カルチャー
[サイジョの本棚]

本国で13万部の大ヒット! 注目の韓国文学『わたしに無害なひと』が、“私たち”に響くワケ

2020/07/17 17:30
保田夏子

 本作の最も特徴的で巧みな構造は、そんな“強者の無神経さや残酷さ”を嫌悪している語り手のほとんどが、大切な相手を“無神経で残酷に”傷つけてしまった過去を回想しているところだ。

 自分の意向なのに「あなたのためだ」と恋人に別れを切り出したイギョン(「あの夏」)、親友の真剣な苦しみと愛情をまともに取り合おうとしなかったナビ(「砂の家」)、カムアウトした友人を「人間じゃないみたいに」見て何も言えなかったミジュ(「告白」)――。人を傷つける無神経な振る舞いを憎んでいるのに、相手との関係において知らず知らず“強者”の側に立っていた時、大事だった相手に自分が同じことをしてしまう。
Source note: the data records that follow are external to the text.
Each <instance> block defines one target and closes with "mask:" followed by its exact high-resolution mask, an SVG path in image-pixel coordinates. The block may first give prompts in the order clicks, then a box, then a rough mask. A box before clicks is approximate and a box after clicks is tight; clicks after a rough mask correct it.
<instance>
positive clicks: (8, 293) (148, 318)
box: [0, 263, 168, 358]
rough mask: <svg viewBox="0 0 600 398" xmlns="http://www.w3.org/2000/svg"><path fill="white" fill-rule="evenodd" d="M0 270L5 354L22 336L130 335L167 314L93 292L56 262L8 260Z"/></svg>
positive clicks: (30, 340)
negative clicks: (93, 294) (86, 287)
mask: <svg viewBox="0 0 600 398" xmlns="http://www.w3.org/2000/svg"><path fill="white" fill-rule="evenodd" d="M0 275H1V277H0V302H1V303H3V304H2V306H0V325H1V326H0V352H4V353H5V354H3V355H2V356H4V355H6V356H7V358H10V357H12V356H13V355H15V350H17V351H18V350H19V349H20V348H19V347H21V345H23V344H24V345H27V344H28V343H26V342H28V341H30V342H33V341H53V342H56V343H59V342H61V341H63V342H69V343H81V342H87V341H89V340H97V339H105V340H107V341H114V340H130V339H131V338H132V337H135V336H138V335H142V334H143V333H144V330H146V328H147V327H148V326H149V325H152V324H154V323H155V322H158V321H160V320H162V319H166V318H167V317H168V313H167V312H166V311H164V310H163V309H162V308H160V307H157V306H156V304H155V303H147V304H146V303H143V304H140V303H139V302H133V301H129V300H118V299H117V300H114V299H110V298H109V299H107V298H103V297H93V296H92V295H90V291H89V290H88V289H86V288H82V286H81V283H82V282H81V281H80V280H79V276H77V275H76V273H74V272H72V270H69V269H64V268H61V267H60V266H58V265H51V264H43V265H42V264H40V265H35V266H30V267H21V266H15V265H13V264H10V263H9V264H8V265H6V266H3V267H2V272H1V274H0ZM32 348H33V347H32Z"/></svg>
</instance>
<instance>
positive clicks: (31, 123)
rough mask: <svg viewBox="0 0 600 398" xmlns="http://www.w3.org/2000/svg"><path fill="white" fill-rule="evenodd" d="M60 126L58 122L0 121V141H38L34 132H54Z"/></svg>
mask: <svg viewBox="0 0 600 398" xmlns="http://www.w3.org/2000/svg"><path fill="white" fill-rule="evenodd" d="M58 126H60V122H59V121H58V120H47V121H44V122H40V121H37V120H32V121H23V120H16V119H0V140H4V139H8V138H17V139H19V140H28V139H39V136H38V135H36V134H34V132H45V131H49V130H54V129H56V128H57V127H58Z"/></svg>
そんな人間の弱さや醜さも含めて描き切っているからこそ、単なる“きれいな思い出”で終わらないインパクトを読者の胸に残していく。

 「差しのべる手」で描かれる、突然消息を絶った叔母のステージをこっそり観に行った語り手・ヘインが「暗いほうからは明るいほうがよく見えるでしょ。でも、どうして明るいほうからは暗いほうがよく見えないのかな」という言葉をふいに受け取るエピソードも暗示的だ。明るい場所に立つ人には、普通にしていたら暗いほうに立つ人が見えない。明るいほう――強いほうが弱者に無神経になれるのは、とびきりひどい悪人だからとは限らない。もしかしたら、自分も「明るいほう」に立ってしまえば、暗いほう――弱いほうの痛みは、目を凝らさなければ、想像しなければ、見えにくいものなかもしれない。

 弱いほうに立つ誰かを傷つけたくはない。それでも、一切誰も傷つけずに「無害」に生きてきたと胸を張って言える人は、ほとんどいない。語り手たちは、そのことにうっすら気づいていながらも、自分が「有害なひと」であった瞬間に鈍感になれない。その繊細さを少しじれったく感じつつも、「仕方がなかった」「相手も悪かった」と開き直れずに誠実にもがく彼女ら彼らの様子が、不思議と自分自身の忘れたくても忘れられない苦い記憶や傷を探し当てる。しかし、遠い過去となったからこそ、一歩引いてみられるようになっている自分に気づくはずだ。年を重ねるたびに味わい深くなる、何度でも読み返したい1冊だ。